Friday, December 21st, 2018 at 5:23 p.m. Eastern Standard Time. That’s the moment the sun stands still way down south at the Tropic of Capricorn, about 26 degrees south latitude. Our star gives its majority light to the southern hemisphere and us our darkness in which to rest and reflect. The solar system is big and has been central to civilizations and the biosphere for eons. That’s a long time. Loren Cole always understood his place in the solar system. He understood systems. He made his life’s work about systems. In the early 1970’s, he completed a doctorate degree at the University of California, Berkeley. His advisor was C. West Churchman, who had published a book in 1971 named The Design of Inquiring Systems: Basic Concepts of Systems and Organization. Loren’s life experiences had led him to his own inquiry about his inner worlds and relationships to outer worlds. On Churchman’s advice, rather than compromise his curiosities and bend to academic disciplines, Loren founded Inquiring Systems in 1978. Churchman was a founding board member. I like that relational circle. Whole systems, understanding them without oversimplifying their inherent complexities, and the personal embodiment of them became Loren’s lifetime work. His mission became implementing ethical social change to improve the human condition. He once told me he didn’t keep a personal library. His work was always forward looking, experiential, and grounded in action.

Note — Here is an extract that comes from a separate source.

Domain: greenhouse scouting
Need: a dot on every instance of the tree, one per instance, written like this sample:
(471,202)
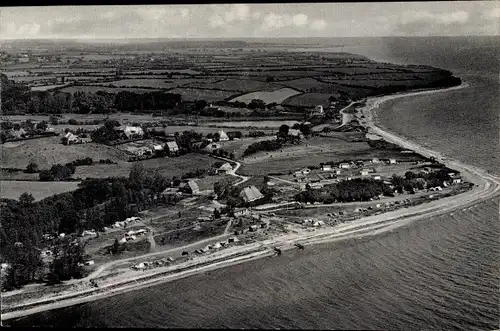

As one of the original Earth Day founders in Berkeley, I recall him saying that he argued for a different sort of activity from the one that became a celebration on one day a year. Instead, he pushed for activities that were carried out daily such as work in soup kitchens, developing recycling programs, and the like. Embodiment may be the best way to describe Loren’s ethos and praxis. Be the change. Don’t celebrate one day per year and backslide the other 364 days. I think now more than ever, many sense a climax, that something is about to change. That something has to change. Emergency is in the air. Maybe many of us are beginning to connect the dots, to see systems more clearly and inquire about our role and responsibility in them. So as the sun stands still on December 21st, there will be a gathering in Santa Rosa, California that Loren instituted on an annual basis years ago. Loren won’t be there but his dream will be. He could be crusty, harsh at times, but I think he always saw things with such clarity when others could not. This must have been a deeper source of frustration. Whether I’m right about that or not, I have that frustration myself. He was ahead of his time but I hope we’re catching up. I hope our sight is improving. I wish I could be at the gathering but I won’t. It’s a long ways from the mountains of North Carolina (and a big carbon footprint too). I will be there in other ways though, pausing with the sun at 5:23 p.m. for that moment to acknowledge my place, but trying to do good work every day of the year.

Related notes:
AIRE is a long-time project of Inquiring Systems. Check out the diverse organizations and projects within the Inquiring Systems family.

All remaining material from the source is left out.